Students leaving college with student loan debt in 2016 hold an average debt of more than $37,000, the Wall Street Journal reports.

For many, especially first-generation college students, one of the trickiest things about paying down debt is just understanding it.

Knowing what you actually owe and to whom is the first step to getting out of debt.

You may have several federal loans with a variety of repayment plans and interest rates. If those didn’t cover your college expenses, you might also have private loan debt, and that’s another set of details to navigate.

Student loan refinancing could simplify your debt and even save you money.

What is Student Loan Refinancing?

Refinancing could help you pay off student loans faster and save money in the long run.

By combining multiple loans into one, you’ll replace your federal and private loans with a single private loan.

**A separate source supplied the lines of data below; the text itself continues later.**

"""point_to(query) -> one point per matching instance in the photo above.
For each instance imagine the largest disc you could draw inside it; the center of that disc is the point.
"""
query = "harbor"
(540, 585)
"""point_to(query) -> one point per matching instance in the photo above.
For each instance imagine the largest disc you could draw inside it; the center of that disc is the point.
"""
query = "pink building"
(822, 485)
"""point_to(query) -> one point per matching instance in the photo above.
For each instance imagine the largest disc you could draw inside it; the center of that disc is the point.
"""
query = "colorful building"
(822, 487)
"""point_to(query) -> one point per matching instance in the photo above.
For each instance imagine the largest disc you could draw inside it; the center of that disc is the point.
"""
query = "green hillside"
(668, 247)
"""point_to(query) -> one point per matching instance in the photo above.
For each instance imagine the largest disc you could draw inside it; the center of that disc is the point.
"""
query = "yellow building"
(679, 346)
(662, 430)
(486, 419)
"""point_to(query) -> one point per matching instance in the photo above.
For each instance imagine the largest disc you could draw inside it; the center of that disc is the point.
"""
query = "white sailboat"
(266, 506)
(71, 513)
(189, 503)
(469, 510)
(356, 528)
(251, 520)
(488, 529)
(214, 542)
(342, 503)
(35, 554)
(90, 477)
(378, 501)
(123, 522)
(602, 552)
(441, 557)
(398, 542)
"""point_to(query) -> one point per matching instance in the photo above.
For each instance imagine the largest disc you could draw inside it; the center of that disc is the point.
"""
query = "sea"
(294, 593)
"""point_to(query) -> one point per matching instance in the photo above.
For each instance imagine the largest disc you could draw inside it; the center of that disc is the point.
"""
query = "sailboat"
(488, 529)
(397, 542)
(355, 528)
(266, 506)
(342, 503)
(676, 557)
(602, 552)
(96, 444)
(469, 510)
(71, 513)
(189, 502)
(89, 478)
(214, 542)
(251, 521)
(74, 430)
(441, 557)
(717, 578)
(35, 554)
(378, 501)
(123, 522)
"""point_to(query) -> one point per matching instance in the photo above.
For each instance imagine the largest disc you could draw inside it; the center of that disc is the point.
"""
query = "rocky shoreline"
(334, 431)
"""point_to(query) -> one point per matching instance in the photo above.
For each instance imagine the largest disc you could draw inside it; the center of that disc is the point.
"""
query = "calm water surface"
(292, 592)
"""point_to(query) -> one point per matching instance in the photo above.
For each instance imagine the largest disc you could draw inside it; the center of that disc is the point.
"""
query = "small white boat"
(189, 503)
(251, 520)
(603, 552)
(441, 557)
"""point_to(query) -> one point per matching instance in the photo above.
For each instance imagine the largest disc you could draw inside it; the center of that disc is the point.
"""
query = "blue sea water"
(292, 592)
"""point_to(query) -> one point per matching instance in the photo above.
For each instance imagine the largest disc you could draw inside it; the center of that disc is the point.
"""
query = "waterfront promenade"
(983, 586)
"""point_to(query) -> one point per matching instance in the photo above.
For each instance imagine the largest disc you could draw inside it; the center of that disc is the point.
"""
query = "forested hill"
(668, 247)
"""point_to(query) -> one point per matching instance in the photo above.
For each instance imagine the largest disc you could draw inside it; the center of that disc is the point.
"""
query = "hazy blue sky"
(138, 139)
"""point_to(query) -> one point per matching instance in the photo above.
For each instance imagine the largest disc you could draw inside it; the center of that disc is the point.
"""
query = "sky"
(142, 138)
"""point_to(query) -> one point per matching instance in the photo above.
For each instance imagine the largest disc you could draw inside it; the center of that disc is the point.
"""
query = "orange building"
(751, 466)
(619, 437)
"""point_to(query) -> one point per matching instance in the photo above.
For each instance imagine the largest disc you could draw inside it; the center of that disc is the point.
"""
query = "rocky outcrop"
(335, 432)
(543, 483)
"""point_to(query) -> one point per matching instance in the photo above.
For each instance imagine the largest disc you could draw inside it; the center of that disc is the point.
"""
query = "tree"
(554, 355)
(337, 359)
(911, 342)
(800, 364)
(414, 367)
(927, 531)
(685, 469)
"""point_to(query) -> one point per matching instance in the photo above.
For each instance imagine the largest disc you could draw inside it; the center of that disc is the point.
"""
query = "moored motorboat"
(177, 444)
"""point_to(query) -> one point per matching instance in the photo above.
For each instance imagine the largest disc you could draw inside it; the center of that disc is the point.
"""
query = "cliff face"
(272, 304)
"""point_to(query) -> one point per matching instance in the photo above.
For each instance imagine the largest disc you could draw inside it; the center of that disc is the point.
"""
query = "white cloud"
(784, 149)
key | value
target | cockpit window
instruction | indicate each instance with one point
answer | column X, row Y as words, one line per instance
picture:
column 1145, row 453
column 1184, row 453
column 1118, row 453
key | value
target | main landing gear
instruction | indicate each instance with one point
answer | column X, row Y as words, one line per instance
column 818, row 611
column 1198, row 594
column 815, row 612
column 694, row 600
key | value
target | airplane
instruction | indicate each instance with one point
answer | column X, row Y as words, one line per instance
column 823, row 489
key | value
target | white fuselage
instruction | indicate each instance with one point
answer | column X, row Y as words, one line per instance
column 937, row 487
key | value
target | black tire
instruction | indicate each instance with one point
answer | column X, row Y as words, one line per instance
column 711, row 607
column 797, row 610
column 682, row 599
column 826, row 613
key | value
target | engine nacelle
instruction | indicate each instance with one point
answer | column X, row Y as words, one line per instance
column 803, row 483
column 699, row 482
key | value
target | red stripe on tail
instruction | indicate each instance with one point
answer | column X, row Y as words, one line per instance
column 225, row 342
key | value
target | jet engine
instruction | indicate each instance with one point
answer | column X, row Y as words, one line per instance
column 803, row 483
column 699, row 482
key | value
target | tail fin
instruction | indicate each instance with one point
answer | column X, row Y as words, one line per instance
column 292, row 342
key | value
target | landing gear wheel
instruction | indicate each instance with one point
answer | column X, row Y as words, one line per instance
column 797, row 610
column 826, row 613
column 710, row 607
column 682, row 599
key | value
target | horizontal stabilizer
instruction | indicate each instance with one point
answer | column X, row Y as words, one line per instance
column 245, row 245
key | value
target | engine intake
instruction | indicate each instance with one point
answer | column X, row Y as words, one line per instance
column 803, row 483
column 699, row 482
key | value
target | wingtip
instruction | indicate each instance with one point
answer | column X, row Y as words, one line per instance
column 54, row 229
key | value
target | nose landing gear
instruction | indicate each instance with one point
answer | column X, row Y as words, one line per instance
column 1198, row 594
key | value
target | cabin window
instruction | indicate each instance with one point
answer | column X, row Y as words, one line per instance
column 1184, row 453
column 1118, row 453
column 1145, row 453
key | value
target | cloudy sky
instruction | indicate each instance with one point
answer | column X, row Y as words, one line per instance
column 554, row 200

Then you have just one lender, interest rate and monthly payment to worry about.

In addition to simplifying the repayment process, refinancing can also potentially reduce your interest rate and score you lower monthly payments.

Keep in mind that refinancing government loans with a private lender means giving up some borrower benefits, including access to income-driven repayment plans and the potential for loan forgiveness after 10, 20 or 25 years of payments.

But many borrowers decide that the savings they can realize through refinancing outweigh the value of those benefits.

To decide whether refinancing is the best option for you, we’ve created an online tool to get all the information you need in one place.

Follow these steps in the tool below to organize your student loan debt and decide whether refinancing is right for you.

1. Your Starting Debt

Start by taking stock of your debt.

You may owe money on several different loans with different repayment details.

Also note your current monthly payment and interest rate, so you can compare them with later offers.

2. Find Your New Rate

You can get quotes for your new monthly payment and interest rate at, a marketplace that lets you see personalized rates from multiple refinancing lenders.

Seeing your offers on Credible won’t affect your credit score or share your information with lenders before you’re ready to proceed with an offer.

Get ready to enter those numbers in the tool to see how they compare with your current repayment plans.

3. How Much Could You Save?

We’ll do the math for you!

We’ll figure out how much money you might save by refinancing your student loans instead of staying with your current repayment plan.

Positive numbers in the purple boxes at the bottom of the tool mean you could save money over time and/or lower your monthly payment by refinancing.

Should You Refinance Student Loans?

Now you have all the information you need in one place.

How do you use this to make a decision?

Unfortunately, this tool doesn’t include a formula for the exact right answer. But it does give you the numbers to answer the questions to help you decide.

What are your most important goals? They might be:

  • Getting a lower monthly payment, because you’re struggling to keep up.
  • Finding a lower interest rate, so you’ll pay less on top of the principle of your loan.
  • Consolidating your debt, so it’s less complicated.
  • Doing whatever you can to pay the debt down fast, so you don’t have to worry about it anymore.

Refinancing may help you achieve all of these, or maybe only some of them. To decide whether it’s a good fit, you have to know what’s most important to you.

Your numbers might show you’ll make a higher monthly payment if you refinance, but pay less over time. This is a smart move — if you can afford to pay more each month.

You may find you could have a lower monthly payment, but you’ll have a longer repayment period and pay more over time. This doesn’t save you money in the long run, but it may be a smart solution if your current monthly payments are too high.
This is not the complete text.